ROE measures a company’s profitability against the profit it retains, and any outside investments. The ‘return’ is the amount earned after tax over the last twelve months. A higher profit will lead to a higher ROE. So, all else equal, investors should like a high ROE. That means it can be interesting to compare the ROE of different companies.
Does VERBIO Vereinigte BioEnergie Have A Good Return On Equity?
Arguably the easiest way to assess company’s ROE is to compare it with the average in its industry. The limitation of this approach is that some companies are quite different from others, even within the same industry classification. The image below shows that VERBIO Vereinigte BioEnergie has an ROE that is roughly in line with the oil and gas industry average (5.2%).
That’s neither particularly good, nor bad. Of course, this year’s ROE might be a product of last year’s decisions. So I like to check the tenure of the board and CEO, before reaching any conclusions.
How Does Debt Impact Return On Equity?
Most companies need money — from somewhere — to grow their profits. That cash can come from retained earnings, issuing new shares (equity), or debt. In the first and second cases, the ROE will reflect this use of cash for investment in the business. In the latter case, the debt required for growth will boost returns, but will not impact the shareholders’ equity. In this manner the use of debt will boost ROE, even though the core economics of the business stay the same.
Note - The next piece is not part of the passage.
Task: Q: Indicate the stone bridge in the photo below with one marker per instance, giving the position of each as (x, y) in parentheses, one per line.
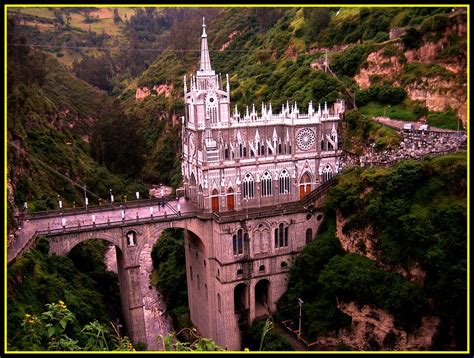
(228, 285)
Combining VERBIO Vereinigte BioEnergie’s Debt And Its 5.0% Return On Equity
VERBIO Vereinigte BioEnergie has a debt to equity ratio of just 0.0013, which is very low. I’m not impressed with its ROE, but the debt levels are not too high, indicating the business has decent prospects. Conservative use of debt to boost returns is usually a good move for shareholders, though it does leave the company more exposed to interest rate rises.
Return on equity is useful for comparing the quality of different businesses. Companies that can achieve high returns on equity without too much debt are generally of good quality. All else being equal, a higher ROE is better.
But when a business is high quality, the market often bids it up to a price that reflects this. The rate at which profits are likely to grow, relative to the expectations of profit growth reflected in the current price, must be considered, too. So you might want to check this FREE visualization of analyst forecasts for the company.
Of course VERBIO Vereinigte BioEnergie may not be the best stock to buy. So you may wish to see this free collection of other companies that have high ROE and low debt.
To help readers see past the short term volatility of the financial market, we aim to bring you a long-term focused research analysis purely driven by fundamental data. Note that our analysis does not factor in the latest price-sensitive company announcements.